Effect of Adherence-enhancing Interventions on Adherence to Tyrosine Kinase Inhibitor Treatment in Chronic Myeloid Leukemia (TAKE-IT): A Quasi-experimental Pre–Post Intervention Multicenter Pilot Study

&NA; Evidence on interventions to improve adherence to tyrosine kinase inhibitors (TKIs) for chronic myeloid leukemia (CML) is lacking. TKI adherence was measured using electronic monitoring in 55 CML patients for 3 months before and after intervention. TKI adherence improved by 1.5% overall and 8.5% for the nonadherent patients. Our intervention is a prototype for adherence‐enhancing interventions in CML, tailored to patient adherence. Background: Nonadherence to tyrosine kinase inhibitors (TKIs) in chronic myeloid leukemia (CML) has been associated with inferior outcomes. Scarce evidence exists on the effectiveness of adherence‐enhancing interventions. The present pilot study evaluated the feasibility and effectiveness of an intervention to improve TKI adherence in adult CML patients. Patients and Methods: Using a quasi‐experimental pre–post intervention design, we included a convenience sample of 58 CML patients (median age, 60.5 years; interquartile range, 19) receiving TKI treatment in 4 hematology institutes in Israel (median previous treatment duration, 34 months; interquartile range, 60).
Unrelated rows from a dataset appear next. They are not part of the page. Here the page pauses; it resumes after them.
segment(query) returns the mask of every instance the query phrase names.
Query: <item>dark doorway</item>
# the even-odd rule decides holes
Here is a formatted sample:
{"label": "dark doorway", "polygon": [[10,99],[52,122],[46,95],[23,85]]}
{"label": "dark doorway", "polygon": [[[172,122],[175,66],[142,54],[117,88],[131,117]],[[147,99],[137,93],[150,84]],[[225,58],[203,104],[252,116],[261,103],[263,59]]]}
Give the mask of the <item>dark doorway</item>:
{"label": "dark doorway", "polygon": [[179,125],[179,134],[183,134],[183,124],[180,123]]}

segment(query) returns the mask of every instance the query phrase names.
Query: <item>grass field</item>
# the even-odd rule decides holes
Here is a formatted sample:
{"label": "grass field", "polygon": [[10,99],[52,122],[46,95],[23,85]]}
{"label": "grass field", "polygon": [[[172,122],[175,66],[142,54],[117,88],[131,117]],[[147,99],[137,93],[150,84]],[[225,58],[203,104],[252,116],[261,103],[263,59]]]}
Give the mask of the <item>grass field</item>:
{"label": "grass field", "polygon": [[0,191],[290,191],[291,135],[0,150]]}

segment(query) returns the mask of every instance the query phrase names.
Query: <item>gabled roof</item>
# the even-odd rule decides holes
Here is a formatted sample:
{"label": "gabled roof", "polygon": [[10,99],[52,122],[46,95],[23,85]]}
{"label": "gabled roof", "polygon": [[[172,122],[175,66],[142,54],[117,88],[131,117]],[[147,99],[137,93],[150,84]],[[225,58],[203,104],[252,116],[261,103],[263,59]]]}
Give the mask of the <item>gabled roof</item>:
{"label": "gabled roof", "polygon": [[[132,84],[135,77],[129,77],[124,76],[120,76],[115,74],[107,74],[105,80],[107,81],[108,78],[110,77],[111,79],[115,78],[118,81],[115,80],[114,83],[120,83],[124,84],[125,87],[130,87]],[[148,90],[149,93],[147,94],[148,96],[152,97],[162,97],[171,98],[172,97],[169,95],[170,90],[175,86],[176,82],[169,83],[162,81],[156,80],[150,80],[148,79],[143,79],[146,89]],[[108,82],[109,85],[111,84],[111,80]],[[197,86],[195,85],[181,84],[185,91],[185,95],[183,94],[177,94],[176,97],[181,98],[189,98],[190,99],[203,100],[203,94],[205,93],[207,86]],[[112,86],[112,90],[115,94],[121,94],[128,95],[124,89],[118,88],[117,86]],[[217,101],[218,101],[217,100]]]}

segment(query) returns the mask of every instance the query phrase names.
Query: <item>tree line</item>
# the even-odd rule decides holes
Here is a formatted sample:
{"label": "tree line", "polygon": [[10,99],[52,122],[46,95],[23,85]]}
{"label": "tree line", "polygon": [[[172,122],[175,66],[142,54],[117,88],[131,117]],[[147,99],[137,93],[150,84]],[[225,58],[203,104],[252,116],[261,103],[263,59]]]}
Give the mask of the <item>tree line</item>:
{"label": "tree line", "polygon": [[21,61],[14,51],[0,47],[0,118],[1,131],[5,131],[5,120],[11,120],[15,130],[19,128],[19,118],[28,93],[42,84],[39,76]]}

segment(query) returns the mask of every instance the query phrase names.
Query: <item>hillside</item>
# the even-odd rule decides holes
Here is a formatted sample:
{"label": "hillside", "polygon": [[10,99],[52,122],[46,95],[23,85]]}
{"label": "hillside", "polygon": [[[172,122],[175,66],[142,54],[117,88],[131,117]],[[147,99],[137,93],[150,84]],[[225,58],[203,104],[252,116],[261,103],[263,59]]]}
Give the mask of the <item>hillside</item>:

Of the 58 patients, 36 (62%) were receiving first‐line treatment. TKI adherence was assessed using electronic monitoring for 7 months (4 months for the baseline assessment and for 3 months after the intervention) and defined as the percentage of days with dosing taken as prescribed. The multilevel intervention combined training of health care workers and multiple behavioral change techniques (eg, motivational interviewing, feedback on electronic monitoring printouts, behavioral change techniques tailored to reasons for nonadherence). The baseline and postintervention adherence were compared using generalized estimating equation models. Results: The median baseline electronically monitored adherence (n = 55) was 97.5% (range, 48%‐100%). The odds of taking the drug daily as prescribed were 58% greater after intervention (odds ratio, 1.58; 95% confidence interval [CI], 1.16‐2.15). Adherence improved by only 1.5% overall (95% CI, 0.1%‐2.8%) but by 8.5% (i.e. from 71.2% average adherence before intervention, to 79.6% after; P = .04) in a subgroup of 10 nonadherent patients (baseline adherence < 90%). Conclusion: TKI adherence improved with our pilot intervention, mainly in patients with suboptimal baseline adherence.